Southern California traveled to the East Coast and crushed a team from the ACC, and followed that up by pounding a Big Ten opponent that was ranked fifth at the time.
Done humiliating non-conference opponents for a while, the top-ranked Trojans move on to where they’re even more dominant - Pac-10 play.
USC begins its quest for a seventh straight conference crown Thursday night, as it opens its Pac-10 schedule with its first visit to Oregon State since a stunning loss two years ago.
The Trojans (2-0) haven’t played since defeating then-No. 5 Ohio State 35-3 on Sept. 13 in what was billed as a showdown between two of the best teams in the country.
USC, however, made the Buckeyes look rather ordinary as it established itself as a favorite to win the national title.
“If we can keep this momentum going and we can keep our playmakers showing up, we’re going to be really tough,” USC coach Pete Carroll said.
That win came one week after the Trojans’ season-opening 52-7 victory at Virginia. USC has won in such convincing fashion in the early going that some are comparing it to the 2003 and ’04 national championship-winning Trojans squads led by Heisman Trophy winners Matt Leinart and Reggie Bush.
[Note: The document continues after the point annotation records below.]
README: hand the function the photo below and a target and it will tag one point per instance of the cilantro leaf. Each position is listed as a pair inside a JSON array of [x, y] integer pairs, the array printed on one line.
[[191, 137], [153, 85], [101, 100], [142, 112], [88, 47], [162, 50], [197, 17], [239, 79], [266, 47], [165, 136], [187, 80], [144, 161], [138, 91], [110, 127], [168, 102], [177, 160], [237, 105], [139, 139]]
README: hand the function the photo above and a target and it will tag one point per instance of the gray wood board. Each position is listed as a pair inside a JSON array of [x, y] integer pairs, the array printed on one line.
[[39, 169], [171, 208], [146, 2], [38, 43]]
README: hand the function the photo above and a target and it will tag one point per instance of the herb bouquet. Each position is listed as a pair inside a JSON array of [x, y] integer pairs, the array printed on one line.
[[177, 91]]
Carroll isn’t interested in entertaining those thoughts at this point.
“We’ve played two nice football games and that’s it,” Carroll said. “We’re not even through the first quarter of the season yet. To figure out how we compare is hasty.”
Carroll wants his team to focus first on getting through the conference schedule unscathed.
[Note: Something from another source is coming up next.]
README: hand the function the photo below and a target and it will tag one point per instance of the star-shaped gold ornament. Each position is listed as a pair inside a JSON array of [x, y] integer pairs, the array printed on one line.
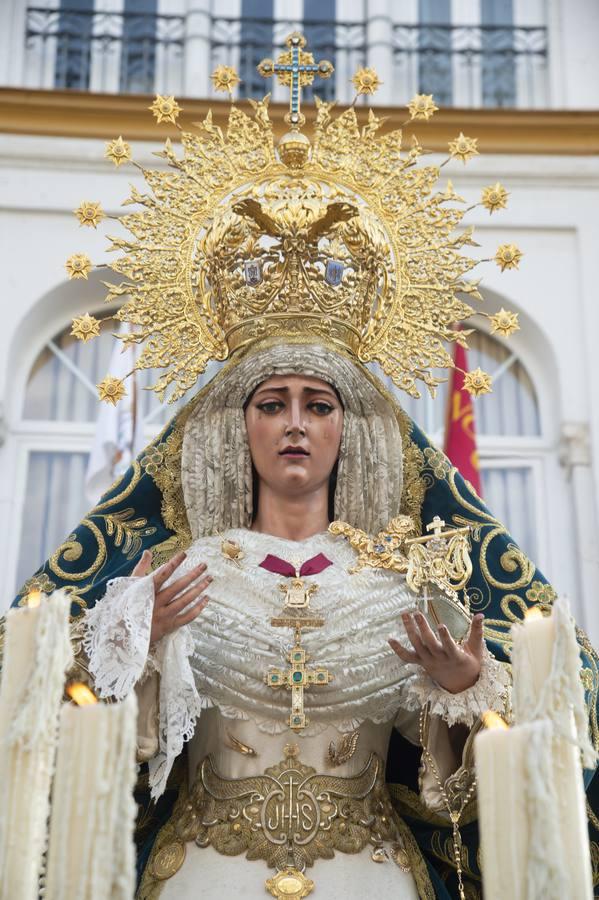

USC went 7-2 against the Pac-10 last season to win its sixth straight conference title - all under Carroll. The Trojans have won 44 of 50 conference games since their league title streak began in 2002, and have not dropped a Pac-10 opener since losing 34-31 at California in overtime in 2003.
USC defeated Oregon State 24-3 on Nov. 3, but in its last trip to Corvallis on Oct. 28, 2006, the then-No. 3 Trojans were shocked 33-31, ending the program’s 38-game regular-season winning streak.
The Trojans’ offense and defense are among the nation’s best as they return to Oregon State.
Mark Sanchez threw four touchdown passes against Ohio State, and has thrown for 510 yards, seven TDs and two interceptions this season.
Joe McKnight rushed for 105 yards on 12 carries last week after carrying the ball six times for 60 yards in the win over Virginia.
“He’s so explosive,” Sanchez said of McKnight. “When he’s got time, when he’s got a little space, anything can happen.”
USC has yielded the fewest points in the nation and is allowing 197.0 yards per game, second-best in the country. The defense has forced seven turnovers and recorded seven sacks.
“It’s just a really good football team,” Beavers coach Mike Riley said of USC. “It has a lot of speed and size. On defense they are overwhelming and on offense they are very balanced. That’s always very dangerous.”
Oregon State (1-2, 0-1) hasn’t played since a 45-7 victory over Hawaii on Sept. 13, finally winning after a season-opening 36-28 loss to Stanford on Aug. 28 and a 45-14 defeat to then-No. 19 Penn State on Sept. 6.
Jacquizz Rodgers rushed for 110 yards and two touchdowns against the Warriors, becoming the school’s first true freshman to run for 100 yards in a game since Steven Jackson in 2001 at USC. In his last two games, the 5-foot-7 Rodgers has rushed for 209 yards and four touchdowns.
Rodgers’ older brother, sophomore slot back James Rodgers, has 13 catches for 159 yards and a score this season.
“These are two fine kids,” said Riley, a former USC assistant coach, “and they’ve added a lot to our program already.”